Stefano Chiappelli, Segretario generale Sunia: «In Europa siamo uno degli ultimi Paesi per offerta di abitazioni pubbliche in affitto, appena il 4% sul totale»
di Laura Cavestri
2' di lettura
«Sono oltre trent’anni che si è pensato di risolvere il problema abitativo agevolando l’acquisto di una casa. Oggi bisogna fare l’opposto. Aumentare l’offerta di edilizia residenza sociale per le fasce più fragili della società e, contemporaneamente, un housing sociale per venire incontro a quella fascia grigia, troppo “ricca” per la casa popolare, ma incapace di sostenere i canoni di mercato. E per fare entrambi, serve un’unica regia pubblica e nazionale». Ne è convinto Stefano Chiappelli, segretario generale del Sunia, sindacato degli inquilini, per cui il disagio abitativo è frutto, da anni, della mancanza di una politica per la casa
Come si affronta il disagio abitativo?
In Europa siamo uno degli ultimi Paesi per offerta di abitazioni pubbliche in affitto, appena il 4% sul totale. Serve un nuovo piano casa. Stimiamo che servano almeno 600mila unità, che riteniamo possano venire dal recupero delle periferie e delle aree dismesse, grazie anche a un intelligente impiego dei fondi del Pnrr e dei Pinqua, proprio per il risanamento delle periferie.
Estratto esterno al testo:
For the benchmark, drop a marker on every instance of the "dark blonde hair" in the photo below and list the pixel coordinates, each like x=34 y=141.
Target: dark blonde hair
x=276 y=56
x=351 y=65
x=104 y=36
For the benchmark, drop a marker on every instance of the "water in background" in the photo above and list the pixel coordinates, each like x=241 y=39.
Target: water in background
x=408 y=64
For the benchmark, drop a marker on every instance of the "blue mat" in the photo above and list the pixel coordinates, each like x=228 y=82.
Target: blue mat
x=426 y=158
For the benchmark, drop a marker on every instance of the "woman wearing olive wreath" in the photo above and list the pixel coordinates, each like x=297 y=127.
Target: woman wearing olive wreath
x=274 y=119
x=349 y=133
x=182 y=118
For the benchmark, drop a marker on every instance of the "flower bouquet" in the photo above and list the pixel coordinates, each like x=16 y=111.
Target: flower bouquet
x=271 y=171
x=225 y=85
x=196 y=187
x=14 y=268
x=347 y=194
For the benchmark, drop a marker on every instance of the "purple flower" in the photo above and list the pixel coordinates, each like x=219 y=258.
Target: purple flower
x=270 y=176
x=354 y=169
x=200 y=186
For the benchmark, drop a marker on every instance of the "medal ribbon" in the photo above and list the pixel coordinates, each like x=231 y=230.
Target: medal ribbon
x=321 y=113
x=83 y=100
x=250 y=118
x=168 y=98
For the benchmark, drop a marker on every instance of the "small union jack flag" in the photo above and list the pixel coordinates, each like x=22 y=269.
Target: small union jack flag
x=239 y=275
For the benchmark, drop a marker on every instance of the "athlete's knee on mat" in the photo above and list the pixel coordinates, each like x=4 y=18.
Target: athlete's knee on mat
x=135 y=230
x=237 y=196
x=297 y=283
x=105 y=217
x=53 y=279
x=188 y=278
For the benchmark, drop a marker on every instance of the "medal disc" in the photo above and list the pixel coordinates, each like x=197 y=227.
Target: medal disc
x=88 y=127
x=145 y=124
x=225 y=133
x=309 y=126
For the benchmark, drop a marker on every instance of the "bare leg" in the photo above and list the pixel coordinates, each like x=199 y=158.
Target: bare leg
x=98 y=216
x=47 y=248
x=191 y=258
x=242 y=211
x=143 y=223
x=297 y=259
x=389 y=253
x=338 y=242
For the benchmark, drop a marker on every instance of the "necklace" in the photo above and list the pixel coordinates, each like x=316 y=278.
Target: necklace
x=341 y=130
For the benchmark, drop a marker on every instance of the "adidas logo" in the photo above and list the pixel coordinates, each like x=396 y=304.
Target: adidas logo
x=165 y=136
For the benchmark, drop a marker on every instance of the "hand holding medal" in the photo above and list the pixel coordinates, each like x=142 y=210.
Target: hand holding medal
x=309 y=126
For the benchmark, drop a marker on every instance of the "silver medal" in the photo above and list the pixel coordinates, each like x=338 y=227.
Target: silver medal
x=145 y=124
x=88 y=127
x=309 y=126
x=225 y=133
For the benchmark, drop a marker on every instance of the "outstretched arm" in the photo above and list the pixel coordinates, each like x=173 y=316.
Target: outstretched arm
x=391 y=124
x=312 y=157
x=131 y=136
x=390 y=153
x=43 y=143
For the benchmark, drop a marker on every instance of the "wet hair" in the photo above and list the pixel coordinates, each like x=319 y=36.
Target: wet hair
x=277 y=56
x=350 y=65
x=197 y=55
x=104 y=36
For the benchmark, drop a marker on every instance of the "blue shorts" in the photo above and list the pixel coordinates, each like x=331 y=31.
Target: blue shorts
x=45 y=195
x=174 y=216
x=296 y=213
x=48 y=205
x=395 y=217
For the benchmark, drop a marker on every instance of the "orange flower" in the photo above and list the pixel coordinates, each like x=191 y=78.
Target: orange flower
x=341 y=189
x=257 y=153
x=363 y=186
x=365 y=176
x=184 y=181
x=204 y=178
Quale responsabilità hanno gli affitti brevi nel sottrarre offerta alla locazione tradizionale?
Certo hanno una parte di responsabilità e bene fa il disegno di legge proposto dal ministro Santanchè a obbligare ogni unità ad avere un codice identificativo (Cin) e a porre il limite di due appartamenti locati per proprietario (oltre, scatterebbe l’attività d’impresa, ndr). Ma non risolve il problema. Va anche detto che molti proprietari optano per questa formula per evitare morosità e contenziosi. Con la povertà e le diseguaglianze che crescono, può un Paese come il nostro non rifinanziare il fondo per l’affitto e la morosità incolpevole? Il governo Draghi vi aveva messo 300 milioni. Stimiamo che, quest’anno, servano 900 milioni. Per ora, nel fondo, non c’è nulla.
Il canone concordato è ancora poco diffuso. Come lo si agevola?
Applicandolo a tutti i Comuni, non solo quelli cosiddetti a “tensione abitativa”. Crediamo in questo strumento e ci auguriamo che la delega fiscale, nella rivisitazione della tassazione separata, non tocchi la cedolare secca agevolata al 10% che va proprio nella misura di incentivarne la pratica. Si deve lavorare per allargare l’applicazione del canone concordato. Mentre diciamo no alla cedolare su tutte le tipologie di affitto.